“On the Inside Track” by Karl Michael Armer is story #7 of 52 from the anthology The World Treasury of Science Fiction edited by David G. Hartwell (1989) that my short story club is group reading. Stories are discussed on Tuesdays, Thursdays, and Saturdays. “On the Inside Track” was first published in the original anthology, Tales From the Planet Earth in 1986, edited by Frederik Pohl and Elizabeth Anne Hull. As far as I can tell from ISFDB.org, those are its only publications.

“On the Inside Track” is by a German writer, Karl Michael Armer, and it’s set in Europe, but it seems like a typical American science fiction story. It’s also a good story, one that I’ll want to reread in the future. Actually, I might want to read all the stories in Tales From the Planet Earth after reading the review it got in The New York Times.
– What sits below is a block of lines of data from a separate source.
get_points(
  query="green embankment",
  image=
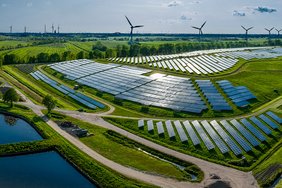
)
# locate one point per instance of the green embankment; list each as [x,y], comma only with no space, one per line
[98,173]
[121,151]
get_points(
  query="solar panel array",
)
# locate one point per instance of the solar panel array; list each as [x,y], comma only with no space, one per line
[208,143]
[192,133]
[274,116]
[83,99]
[205,64]
[253,130]
[201,62]
[268,121]
[168,92]
[180,131]
[245,133]
[234,135]
[129,83]
[215,99]
[170,129]
[150,125]
[239,95]
[160,128]
[216,138]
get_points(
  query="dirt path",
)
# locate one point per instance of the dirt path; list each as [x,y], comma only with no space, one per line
[237,179]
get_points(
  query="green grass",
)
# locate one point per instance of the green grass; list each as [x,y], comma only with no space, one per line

One reason I liked “On the Inside Track” is its protagonist, Robert Förster is 70 years old, and I’m 71. Förster is well-to-do and unhappy. I’m happy but not well-to-do, but we both share quite a lot of observations and reactions about being old. Förster’s life is interrupted when an alien, Sassacan, moves into Förster’s mind. In this story, aliens conduct interstellar travel by mind projection. Sassacan visits Earth to conduct business negotiations with other aliens who are occupying other human bodies.

Förster doesn’t mind being used because it’s a diversion from being bored and lonely. In fact, he gets to like the company. This story reminds me of Sheckley’s novel, Mindswap but without the humor. “On the Inside Track” is pleasant, but slightly predictable. I guessed two of its surprises, but that didn’t mar the reading experience.

However, I’ve got to ask a question: Is World SF really any different than American science fiction? World SF is set in other countries, and sometimes it even references cultural differences or tries to exploit local myths and beliefs, but mostly science fiction is science fiction. “On the Inside Track” makes a decent addition to the anthology but I didn’t think about Germany while I was reading it. Förster’s desire to be commanding is alien to me, but I don’t think that as a German trait, but as an alpha male trait of a person wanting to be successful.

I guess I need to wait and see if Hartwell finds a story from another country that feels truly alien to me. Alien in the sense that it’s completely foreign, and not space alien.